Archaeologists
of the CHTO should participate in the study projects and
oversee construction of the Karun-4 Dam, said Yahya
Rowhani.
The
dam is currently being constructed on the Karun River,
four kilometers from where the Bazoft and Armaneh rivers
meet on the border of Chahar-Mahal-o Bakhtiari and
Khuzestan provinces.
The
feasibility studies began in the 1960s and construction
started in June 2003; some parts of its power plant have
also been installed and the dam will become operational by
2008, Rowhani said.
The
CHTO is studying the case in order to send teams of
archaeologists to the region, he added.
Meanwhile,
Ja’far Mehrkian, the head of the archaeological team
tasked with saving the cultural heritage at the ancient
site of Izeh in Khuzestan Province, which is threatened by
the rising waters of the reservoir of the Karun-3 Dam,
said their operations in the Mord Bajul region have been
interrupted due to lack of funding. The Karun-3 Dam became
operational on November 8, 2004.
The
team of archaeologists had already identified 18 sites
from the Epipaleolithic period (20,000-10,000 BCE),
including 13 caves and four rock shelters in the region.
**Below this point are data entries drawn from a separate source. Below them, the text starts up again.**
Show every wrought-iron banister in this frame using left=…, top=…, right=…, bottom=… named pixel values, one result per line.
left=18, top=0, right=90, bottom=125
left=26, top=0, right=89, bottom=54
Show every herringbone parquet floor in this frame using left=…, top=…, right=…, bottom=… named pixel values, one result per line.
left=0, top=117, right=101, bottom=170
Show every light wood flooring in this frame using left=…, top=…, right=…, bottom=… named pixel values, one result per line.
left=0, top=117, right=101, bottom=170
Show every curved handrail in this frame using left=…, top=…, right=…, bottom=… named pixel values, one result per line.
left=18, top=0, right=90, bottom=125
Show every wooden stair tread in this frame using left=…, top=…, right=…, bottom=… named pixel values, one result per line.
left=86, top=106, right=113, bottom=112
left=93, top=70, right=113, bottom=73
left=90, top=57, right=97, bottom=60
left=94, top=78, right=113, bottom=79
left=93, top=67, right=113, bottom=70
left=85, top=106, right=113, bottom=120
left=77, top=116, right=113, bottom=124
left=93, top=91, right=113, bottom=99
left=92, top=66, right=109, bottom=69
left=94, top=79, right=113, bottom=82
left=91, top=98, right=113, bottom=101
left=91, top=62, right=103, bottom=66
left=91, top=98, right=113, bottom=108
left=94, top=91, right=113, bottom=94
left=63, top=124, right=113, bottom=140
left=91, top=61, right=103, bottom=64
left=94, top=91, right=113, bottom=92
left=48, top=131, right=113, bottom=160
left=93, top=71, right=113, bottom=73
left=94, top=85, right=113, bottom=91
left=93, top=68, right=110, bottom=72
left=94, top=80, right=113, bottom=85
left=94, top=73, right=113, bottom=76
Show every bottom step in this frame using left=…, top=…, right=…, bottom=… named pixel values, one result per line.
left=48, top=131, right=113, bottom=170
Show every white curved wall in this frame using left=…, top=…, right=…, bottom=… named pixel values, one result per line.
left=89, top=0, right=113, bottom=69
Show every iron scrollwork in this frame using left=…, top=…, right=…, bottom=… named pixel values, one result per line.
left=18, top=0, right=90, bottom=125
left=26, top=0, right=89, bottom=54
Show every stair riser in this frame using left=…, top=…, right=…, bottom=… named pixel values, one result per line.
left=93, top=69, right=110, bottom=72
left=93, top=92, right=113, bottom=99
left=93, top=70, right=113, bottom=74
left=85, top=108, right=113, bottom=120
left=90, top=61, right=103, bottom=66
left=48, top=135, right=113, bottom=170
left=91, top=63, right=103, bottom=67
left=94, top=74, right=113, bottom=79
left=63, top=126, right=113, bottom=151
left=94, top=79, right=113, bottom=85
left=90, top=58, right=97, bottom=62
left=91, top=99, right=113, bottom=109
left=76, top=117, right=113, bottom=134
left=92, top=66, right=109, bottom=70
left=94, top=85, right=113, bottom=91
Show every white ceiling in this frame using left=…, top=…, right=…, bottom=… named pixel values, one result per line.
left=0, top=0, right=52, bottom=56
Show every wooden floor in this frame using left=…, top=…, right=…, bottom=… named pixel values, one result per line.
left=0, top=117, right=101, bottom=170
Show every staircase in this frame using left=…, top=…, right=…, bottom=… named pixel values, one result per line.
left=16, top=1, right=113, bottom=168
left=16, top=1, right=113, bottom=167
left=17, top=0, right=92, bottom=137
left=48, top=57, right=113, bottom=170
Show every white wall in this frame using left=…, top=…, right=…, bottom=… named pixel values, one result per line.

The river valley also has a large number of rock-carved
reliefs, graves, ancient caves and other remains from the
Elamite era (2700 BCE-645 BCE), many of which are now
underwater.
Four
other dams, all in advanced stages of construction, have
been identified as threatening Iran’s ancient sites.
Several
months ago, the Gilan Cultural Heritage and Tourism
Department announced that 16 historic sites would be
submerged by a dam that is to be constructed on the
Pol-Rud River near the city of Rudsar in Gilan Province.
In
addition, construction of the Sivand Dam has begun in the
region of Teng-e Bolaghi, four kilometers from Pasargadae,
the ancient capital of the Achaemenids. The dam is
scheduled to be completed by March 21, 2005 and afterwards
a part of the ancient city will be buried under tons of
mud from the Polvar River. Pasargadae was registered on
UNESCO’s World Heritage List last July.
Archaeologists
have also said that the Gilan-e Gharb Dam is threatening a
number of ancient sites dating back to the first
millennium BCE in Iran’s western province of Kermanshah.
Over
ten ancient sites, some from the fifth millennium BCE,
near Hashtrud in East Azerbaijan Province are to be
submerged by the Sahand Dam, which will become operational
next year.
It
seems that there is an iron will to destroy every trace of
the country’s pre-Islamic Iranian cultural heritage, through dam construction
projects, which the regime in Tehran, claims they are a seminal part of the
process of industrialisation and modernisation and
regularly hyped by some government organisations.